The choice between CUBE or ROLLUP depends on how deeply you want to drill down. If you want to save the results in a new table, use CUBE so that you have all possible combinations when you need them. Most of the work of generating the CUBE is in the GROUP BY operation. The additional work SQL Server requires to produce all combinations of grouped values usually will be negligible. In other words, if you're going to GROUP BY multiple columns, adding either CUBE or ROLLUP to the query doesn't cost much in performance overhead.

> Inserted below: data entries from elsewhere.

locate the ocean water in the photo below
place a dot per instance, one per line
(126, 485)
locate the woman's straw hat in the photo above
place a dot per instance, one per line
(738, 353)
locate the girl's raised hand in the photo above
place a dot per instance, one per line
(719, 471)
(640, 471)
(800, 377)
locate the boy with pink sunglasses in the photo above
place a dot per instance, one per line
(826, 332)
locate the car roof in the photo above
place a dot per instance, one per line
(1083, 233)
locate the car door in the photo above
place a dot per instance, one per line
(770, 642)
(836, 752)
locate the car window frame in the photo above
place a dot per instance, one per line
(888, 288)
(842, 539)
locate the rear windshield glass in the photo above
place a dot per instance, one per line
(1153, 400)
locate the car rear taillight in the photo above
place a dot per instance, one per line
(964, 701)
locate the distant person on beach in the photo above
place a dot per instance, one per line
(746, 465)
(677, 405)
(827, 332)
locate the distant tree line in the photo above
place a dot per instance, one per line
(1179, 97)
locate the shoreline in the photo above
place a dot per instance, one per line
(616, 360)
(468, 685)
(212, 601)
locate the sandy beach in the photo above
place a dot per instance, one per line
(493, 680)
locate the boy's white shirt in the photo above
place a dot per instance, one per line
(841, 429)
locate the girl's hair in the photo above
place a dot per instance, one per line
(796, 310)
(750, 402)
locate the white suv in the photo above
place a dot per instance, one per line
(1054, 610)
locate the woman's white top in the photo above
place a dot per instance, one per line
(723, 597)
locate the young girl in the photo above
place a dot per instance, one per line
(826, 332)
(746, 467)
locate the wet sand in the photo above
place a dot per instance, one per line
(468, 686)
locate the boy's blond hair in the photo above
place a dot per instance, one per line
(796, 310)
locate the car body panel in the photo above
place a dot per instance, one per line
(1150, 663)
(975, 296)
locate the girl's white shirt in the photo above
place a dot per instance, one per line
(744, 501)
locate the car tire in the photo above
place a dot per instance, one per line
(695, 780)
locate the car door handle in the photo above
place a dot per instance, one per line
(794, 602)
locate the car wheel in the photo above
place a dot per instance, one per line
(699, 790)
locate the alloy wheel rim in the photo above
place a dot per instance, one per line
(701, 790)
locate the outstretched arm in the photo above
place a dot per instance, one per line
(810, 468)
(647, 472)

Simple Operations, Big Results
One benefit of a data warehouse is having large amounts of data available for OLAP and decision-support activities. If you don't have SQL Server 7.0's data warehousing capabilities, you can use SQL Server 6.5's CUBE and ROLLUP extensions to summarize large amounts of data. You need only T-SQL queries without additional tools or add-on products. And after you've produced a cube, you can ask any questions about any combination of the grouped data, without running additional queries. Even if you do have SQL Server 7.0, using CUBE and ROLLUP offloads some of the processing to SQL Server and lets you obtain data warehousing aggregations within SQL Server procedures.